Stability-based Generalization Analysis of Randomized Coordinate Descent for Pairwise Learning
Liang Wu, Ruixi Hu, Yunwen Lei
TL;DR
This work analyzes the generalization of randomized coordinate descent (RCD) in pairwise learning by developing an on-average argument stability framework. It derives convex- and strongly convex-case excess-risk bounds, showing that early stopping helps balance estimation and optimization, with rates improving under a low-noise condition $F(w^*) = O(1/n)$. Specifically, the convex case achieves $O(1/\sqrt{n})$ generalization (and $O(1/n)$ under low noise), while the strongly convex case attains $O(\sqrt{\log(n)}/n)$ and near-optimal $O(1/n)$ rates when the iteration budget scales as $T \asymp \log(n)$. Experiments on AUC maximization validate the theory, demonstrating that RCD provides greater stability than SGD on LIBSVM datasets and that stability-guided early stopping yields improved generalization in practice.
Abstract
Pairwise learning includes various machine learning tasks, with ranking and metric learning serving as the primary representatives.
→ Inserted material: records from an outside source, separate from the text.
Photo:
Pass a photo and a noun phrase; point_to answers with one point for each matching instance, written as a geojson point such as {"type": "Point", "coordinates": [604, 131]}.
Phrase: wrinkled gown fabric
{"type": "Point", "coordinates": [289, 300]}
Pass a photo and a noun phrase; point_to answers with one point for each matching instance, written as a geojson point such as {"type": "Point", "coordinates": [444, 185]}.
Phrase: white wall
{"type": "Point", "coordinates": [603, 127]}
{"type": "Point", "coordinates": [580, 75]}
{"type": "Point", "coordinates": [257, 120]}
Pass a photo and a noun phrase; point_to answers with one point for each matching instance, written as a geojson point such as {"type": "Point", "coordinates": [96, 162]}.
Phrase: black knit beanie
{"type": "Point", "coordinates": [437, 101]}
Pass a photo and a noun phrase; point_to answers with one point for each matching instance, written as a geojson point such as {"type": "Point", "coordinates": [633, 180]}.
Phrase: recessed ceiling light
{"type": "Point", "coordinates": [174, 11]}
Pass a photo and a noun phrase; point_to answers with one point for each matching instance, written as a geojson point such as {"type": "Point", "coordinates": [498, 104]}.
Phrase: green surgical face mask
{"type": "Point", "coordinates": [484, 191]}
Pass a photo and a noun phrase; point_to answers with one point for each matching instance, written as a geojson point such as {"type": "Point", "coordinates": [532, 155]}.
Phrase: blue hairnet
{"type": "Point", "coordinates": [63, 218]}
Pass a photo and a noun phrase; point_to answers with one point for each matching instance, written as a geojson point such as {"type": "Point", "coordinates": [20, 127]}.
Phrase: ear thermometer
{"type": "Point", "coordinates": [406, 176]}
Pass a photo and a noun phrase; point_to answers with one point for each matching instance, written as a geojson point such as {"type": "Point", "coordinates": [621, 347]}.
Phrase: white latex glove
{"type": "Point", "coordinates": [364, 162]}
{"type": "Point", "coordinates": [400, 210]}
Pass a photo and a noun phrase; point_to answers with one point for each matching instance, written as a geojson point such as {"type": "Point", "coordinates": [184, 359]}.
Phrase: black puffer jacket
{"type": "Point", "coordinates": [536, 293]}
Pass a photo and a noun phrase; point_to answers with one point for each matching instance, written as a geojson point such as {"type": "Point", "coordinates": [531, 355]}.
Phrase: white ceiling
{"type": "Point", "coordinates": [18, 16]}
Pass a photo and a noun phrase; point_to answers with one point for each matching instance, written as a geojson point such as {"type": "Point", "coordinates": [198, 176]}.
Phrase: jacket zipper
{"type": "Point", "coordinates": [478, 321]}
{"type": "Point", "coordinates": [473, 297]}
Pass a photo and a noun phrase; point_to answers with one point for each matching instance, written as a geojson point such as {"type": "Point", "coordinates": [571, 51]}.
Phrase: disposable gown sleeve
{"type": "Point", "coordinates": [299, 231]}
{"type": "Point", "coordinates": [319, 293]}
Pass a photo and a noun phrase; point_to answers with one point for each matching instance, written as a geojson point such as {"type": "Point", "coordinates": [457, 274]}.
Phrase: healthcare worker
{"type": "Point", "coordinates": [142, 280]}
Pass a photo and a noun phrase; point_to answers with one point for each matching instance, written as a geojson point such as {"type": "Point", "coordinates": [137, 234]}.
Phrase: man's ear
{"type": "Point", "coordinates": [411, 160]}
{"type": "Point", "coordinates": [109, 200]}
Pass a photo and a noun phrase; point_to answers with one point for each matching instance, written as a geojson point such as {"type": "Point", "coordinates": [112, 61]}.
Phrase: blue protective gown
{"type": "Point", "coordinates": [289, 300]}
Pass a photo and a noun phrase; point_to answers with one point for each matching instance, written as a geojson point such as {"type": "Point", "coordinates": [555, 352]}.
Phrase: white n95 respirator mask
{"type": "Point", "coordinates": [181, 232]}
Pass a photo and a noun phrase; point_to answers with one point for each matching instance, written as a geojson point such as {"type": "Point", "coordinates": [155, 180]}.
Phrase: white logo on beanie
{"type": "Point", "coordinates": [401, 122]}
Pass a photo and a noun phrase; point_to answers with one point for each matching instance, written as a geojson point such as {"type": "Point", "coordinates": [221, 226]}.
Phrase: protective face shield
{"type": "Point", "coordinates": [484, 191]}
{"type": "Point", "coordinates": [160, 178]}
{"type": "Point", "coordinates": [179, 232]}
While randomized coordinate descent (RCD) is popular in various learning problems, there is much less theoretical analysis on the generalization behavior of models trained by RCD, especially under the pairwise learning framework. In this paper, we consider the generalization of RCD for pairwise learning. We measure the on-average argument stability for both convex and strongly convex objective functions, based on which we develop generalization bounds in expectation. The early-stopping strategy is adopted to quantify the balance between estimation and optimization. Our analysis further incorporates the low-noise setting into the excess risk bound to achieve the optimistic bound as $O(1/n)$, where $n$ is the sample size.